Singgung Kapitalisme Negara, Faisal Basri: BUMN Kita Lebih Parah dari Negara Komunis China
Ekonom senior Indef, Faisal Basri. (Foto: Dok. Antara)

Bagikan:

JAKARTA - Ekonom senior Indef Faisal Basri menyinggung soal munculnya state capitalism atau kapitalisme negara dalam penataan perusahaan badan usaha milik negara (BUMN). Ia pun mengajak untuk kembali merenungkan peran negara. Apalagi, revisi undang-undang (RUU) BUMN justru mengarah untuk membuat BUMN semakin besar.

"Di mata saya semangat RUU ini adalah mewujudkan state capitalism, membuat BUMN semakin besar. Merambah ke segala lini lewat holdingisasi yang akhirnya nanti menjadi super holding," katanya dalam webinar, Rabu, 6 Oktober.

Bahkan, Faisal mengatakan perusahaan pelat merah acap kali menjadi agen tunggal pembangunan yang memonopoli pasar. Menurut dia, BUMN Indonesia jauh lebih buruk daripada negara komunis China.

"Bahkan BUMN di kita lebih parah dari negara komunis di China. Kita punya BUMN migas dua PGN dan Pertamina eh digabung jadi satu, jadi monopoli. Sementara BUMN di China itu ada empat dan masing-masing berkompetisi," ucapnya.

Lebih lanjut, Faisal mengaku heran mengapa Singapura yang tidak lebih besar dari Indonesia justru menjadi acuan untuk membentuk holding BUMN. Padahal, kata Faisal, Singapura punya alasan sendiri mengapa BUMN-nya dibuat besar.

"Singapura memang membutuhkan superholding karena apa? negaranya kecil penduduknya cuma 4 juta, swastanya tidak mungkin bisa dijadikan sebagai kekuatan untuk bersaing dengan kekuatan korporasi global. Jadi mereka harus seperti itu namun uniknya Singapura yang kecil itu jadi acuan kita," jelasnya.

Di samping itu, Faisal juga menyoroti pemerintah yang telah menyerahkan berbagai penugasan kepada BUMN di hampir semua sektor. Ia menilai, dengan dalih penugasan tersebut negara justru menjadikan perusahaan sebagai alat fiskal.

"Syarat sekali semangat untuk menjadikan BUMN sebagai alat fiskal, alat pembangunan dengan istilah penugasan," tuturnya.

Faisal menjelaskan yang dimaksud dengan penugasan adalah pemerintah menyuruh BUMN melakukan sesuatu yang pemerintah mau, tetapi tidak lewat mekanisme APBN yang sehat. Contohnya adalah Pertamina yang ditugaskan untuk menjual BBM satu harga di seluruh Indonesia.

"Menurut saya ini tidak boleh yang namanya penugasan model sekarang ini.

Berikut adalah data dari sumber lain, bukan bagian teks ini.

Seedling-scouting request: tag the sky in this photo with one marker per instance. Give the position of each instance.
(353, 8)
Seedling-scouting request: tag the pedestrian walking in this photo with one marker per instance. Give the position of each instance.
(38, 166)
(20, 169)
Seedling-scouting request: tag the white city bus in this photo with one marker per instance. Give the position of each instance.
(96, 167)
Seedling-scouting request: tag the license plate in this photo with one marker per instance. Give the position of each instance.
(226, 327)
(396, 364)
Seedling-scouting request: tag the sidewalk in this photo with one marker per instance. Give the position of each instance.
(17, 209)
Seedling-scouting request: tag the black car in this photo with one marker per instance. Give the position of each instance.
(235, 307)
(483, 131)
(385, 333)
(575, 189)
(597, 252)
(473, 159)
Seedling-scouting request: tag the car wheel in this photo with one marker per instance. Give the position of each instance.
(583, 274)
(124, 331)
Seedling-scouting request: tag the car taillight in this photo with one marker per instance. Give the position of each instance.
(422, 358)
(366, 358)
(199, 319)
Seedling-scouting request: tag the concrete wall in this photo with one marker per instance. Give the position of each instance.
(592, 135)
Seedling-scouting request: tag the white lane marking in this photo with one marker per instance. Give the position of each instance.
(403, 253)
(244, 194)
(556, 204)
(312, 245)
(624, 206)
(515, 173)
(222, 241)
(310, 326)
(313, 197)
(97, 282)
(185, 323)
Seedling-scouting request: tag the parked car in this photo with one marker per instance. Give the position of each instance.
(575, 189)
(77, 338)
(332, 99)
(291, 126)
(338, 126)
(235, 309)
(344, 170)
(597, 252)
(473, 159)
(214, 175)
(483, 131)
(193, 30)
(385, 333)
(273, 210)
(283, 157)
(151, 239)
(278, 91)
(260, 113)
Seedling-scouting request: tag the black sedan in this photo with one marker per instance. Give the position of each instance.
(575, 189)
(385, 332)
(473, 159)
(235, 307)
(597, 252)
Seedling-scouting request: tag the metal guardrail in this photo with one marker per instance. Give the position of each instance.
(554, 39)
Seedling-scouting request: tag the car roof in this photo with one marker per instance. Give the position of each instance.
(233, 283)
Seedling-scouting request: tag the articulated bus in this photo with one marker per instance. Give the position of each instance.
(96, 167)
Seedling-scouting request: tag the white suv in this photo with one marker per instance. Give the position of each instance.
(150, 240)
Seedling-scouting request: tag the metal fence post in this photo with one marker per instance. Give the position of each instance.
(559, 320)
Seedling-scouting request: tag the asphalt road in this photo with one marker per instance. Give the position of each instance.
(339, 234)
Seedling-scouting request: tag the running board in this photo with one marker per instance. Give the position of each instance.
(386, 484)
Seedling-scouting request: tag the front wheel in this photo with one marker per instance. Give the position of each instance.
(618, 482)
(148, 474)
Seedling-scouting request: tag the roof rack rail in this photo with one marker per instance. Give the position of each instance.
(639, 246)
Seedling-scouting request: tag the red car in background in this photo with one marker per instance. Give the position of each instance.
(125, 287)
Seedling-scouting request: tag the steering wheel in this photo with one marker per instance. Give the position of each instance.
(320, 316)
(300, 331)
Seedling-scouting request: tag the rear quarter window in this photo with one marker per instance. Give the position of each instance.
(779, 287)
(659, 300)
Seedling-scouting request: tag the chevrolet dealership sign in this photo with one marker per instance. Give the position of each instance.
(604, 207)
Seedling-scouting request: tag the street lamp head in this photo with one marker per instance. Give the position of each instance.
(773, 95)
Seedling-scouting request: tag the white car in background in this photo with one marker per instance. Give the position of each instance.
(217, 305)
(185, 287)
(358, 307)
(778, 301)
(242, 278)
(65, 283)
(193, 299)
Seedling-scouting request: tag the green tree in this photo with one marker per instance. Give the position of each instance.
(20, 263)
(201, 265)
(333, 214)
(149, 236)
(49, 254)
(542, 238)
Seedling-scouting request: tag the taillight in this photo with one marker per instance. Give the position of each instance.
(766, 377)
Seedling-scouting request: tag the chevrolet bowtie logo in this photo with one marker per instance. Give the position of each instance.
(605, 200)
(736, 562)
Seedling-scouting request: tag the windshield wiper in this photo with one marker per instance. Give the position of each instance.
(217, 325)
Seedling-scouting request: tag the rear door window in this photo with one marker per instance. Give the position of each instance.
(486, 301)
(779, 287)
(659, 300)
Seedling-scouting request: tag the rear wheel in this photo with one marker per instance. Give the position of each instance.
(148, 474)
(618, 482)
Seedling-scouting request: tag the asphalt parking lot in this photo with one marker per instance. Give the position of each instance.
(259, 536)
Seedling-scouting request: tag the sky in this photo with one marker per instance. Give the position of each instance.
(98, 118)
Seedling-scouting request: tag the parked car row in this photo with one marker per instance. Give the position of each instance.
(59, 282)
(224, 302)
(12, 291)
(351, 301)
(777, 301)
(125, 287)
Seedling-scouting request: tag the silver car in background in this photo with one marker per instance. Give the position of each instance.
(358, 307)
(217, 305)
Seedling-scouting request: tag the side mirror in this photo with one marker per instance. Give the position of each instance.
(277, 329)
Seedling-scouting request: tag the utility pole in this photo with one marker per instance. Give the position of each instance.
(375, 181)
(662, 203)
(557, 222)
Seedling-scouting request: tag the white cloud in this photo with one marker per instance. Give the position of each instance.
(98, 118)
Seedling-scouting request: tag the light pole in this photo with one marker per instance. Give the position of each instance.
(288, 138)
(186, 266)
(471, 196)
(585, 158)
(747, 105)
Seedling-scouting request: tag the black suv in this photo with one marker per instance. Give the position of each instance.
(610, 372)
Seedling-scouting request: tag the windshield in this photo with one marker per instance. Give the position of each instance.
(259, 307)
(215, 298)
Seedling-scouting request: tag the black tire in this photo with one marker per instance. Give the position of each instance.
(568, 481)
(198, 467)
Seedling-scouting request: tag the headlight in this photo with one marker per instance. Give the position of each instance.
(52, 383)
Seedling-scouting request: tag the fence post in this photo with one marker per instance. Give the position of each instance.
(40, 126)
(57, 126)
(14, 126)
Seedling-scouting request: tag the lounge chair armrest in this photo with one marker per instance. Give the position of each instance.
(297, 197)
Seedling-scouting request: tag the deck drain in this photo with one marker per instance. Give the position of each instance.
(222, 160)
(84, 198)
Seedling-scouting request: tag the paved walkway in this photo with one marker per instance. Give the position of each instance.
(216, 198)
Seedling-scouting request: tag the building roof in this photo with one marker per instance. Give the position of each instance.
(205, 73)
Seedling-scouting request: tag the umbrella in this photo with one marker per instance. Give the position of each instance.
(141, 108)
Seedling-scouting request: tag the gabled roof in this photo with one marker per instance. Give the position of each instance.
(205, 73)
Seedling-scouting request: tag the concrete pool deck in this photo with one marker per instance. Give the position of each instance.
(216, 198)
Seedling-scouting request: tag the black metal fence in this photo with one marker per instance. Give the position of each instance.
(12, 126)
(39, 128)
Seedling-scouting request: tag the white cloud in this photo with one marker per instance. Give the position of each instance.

Jadi kuncinya adalah pemerintah mau menggratiskan BBM pun tidak apa-apa yang penting kalau yang ditugaskan perusahaan itu menjual dengan harga lebih rendah dari ongkos harus ada yang namanya subsidi dan subsidi itu masuk APBN nah pemerintah tidak mau," ucapnya.

Namun, kata Faisal, di dalam APBN saat ini ada istilah subsidi BBM dan dana kompensasi. Menurut dia, dana subsidi BBM dibayarnya lancar, sedangkan dana kompensasi dibayarnya suka-suka pemerintah.

"Karena banyak ditugaskan maka menempatkan tagihan pemerintah sebagai tagihan jangka panjang dibayar syukur, gak dibayar masa bodo deh. Jadi merusak sendi-sendi bernegara yang sehat menurut saya," tuturnya.

Contoh lainnya, kata Faisal, pembayaran parkir bandara di Bandara Internasional Soekarno-Hatta beberapa waktu lalu yang mesti menggunakan kartu e-Money. Kebijakan ini dianggap merepotkan karena semua warga yang masuk ke bandara lantaran harus memiliki kartu yang dibeli dari Bank Mandiri.

Menurut Faisal, privatisasi perusahaan pelat merah dan upaya membesarkan BUMN yang anti-persaingan justru membuat kompetisi menjadi semakin rendah. Efeknya, kata Faisal, kesejahteraan masyarakat justru akan menurun.

"Jadi ini anti persaingan. Bahkan kalau dilihat, saya jadi sangat maklum kalau pertumbuhan ekonomi Indonesia makin lama makin lambat. Karena percayalah makin besar peran BUMN dalam perekonomian semakin sengsara rakyat," ucapnya.

Faisal menekankan dirinya tidak anti BUMN. Namun, Faisal berharap BUMN memiliki efek eksternal yang positif dan memberikan terhadap ekonomi masyarakat.

"Saya bukan anti BUMN sekali, tidak. BUMN-BUMN hidupnya adalah karena dia mengemban misi negara yang kita sebut dalam ekonomi itu memiliki eksternalitas positif yang besar punya social impact yang besar," tuturnya.